Danet sangat siap memproduksi mobil listrik nasional. Saat ini, sambil
mondar-mandir Amerika-Indonesia, Danet sedang menyelesaikan contoh mobil
listrik nasional yang juga siap dikendarai dalam dua bulan ke depan.
Tentu
saya bisa salah. Lantaran email yang masuk jumlahnya ribuan, mungkin
saja ada nama-nama lain yang tidak kalah hebat dan siapnya namun
terlewat dari mata saya.
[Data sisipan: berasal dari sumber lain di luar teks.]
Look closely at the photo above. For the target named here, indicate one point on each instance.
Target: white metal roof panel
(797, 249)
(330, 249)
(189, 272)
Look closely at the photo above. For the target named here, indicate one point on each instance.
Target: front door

Untuk itu saya siap menerima koreksi dan nama
susulan.
Kepada
keempat orang itu saya juga sudah informasikan betapa besar perhatian
Presiden SBY pada perencanaan mobil listrik nasional ini. Saya juga
kemukakan suasana pertemuan antara Presiden SBY dan empat rektor
perguruan tinggi terkemuka (ITB, UGM, UI, dan ITS) yang penuh dengan
semangat.
Waktu
itu para rektor menyatakan sangat mendukung kelahiran mobil listrik
nasional ini dan memang sudah waktunya dilahirkan. Para rektor juga
mengemukakan masing-masing perguruan tingginya siap memberikan dukungan
apa saja.
Sebenarnya
saya ingin menghadirkan Prof Widjajono dalam pertemuan dengan empat
putra petir itu dalam waktu dekat. Tapi, Prof Widjajono lebih dulu
meninggalkan kita. Meski begitu Prof, saya berjanji kepada Profesor akan
tetap meng-emailkan hasil pertemuan dengan empat putra petir itu ke
alamat email Anda yang pernah Anda berikan kepada saya. Saya juga
berjanji akan mengirimkan foto-foto mobil listrik nasional itu nanti ke
alamat email Anda. (*)
*) Dahlan Iskan adalah Menteri BUMN.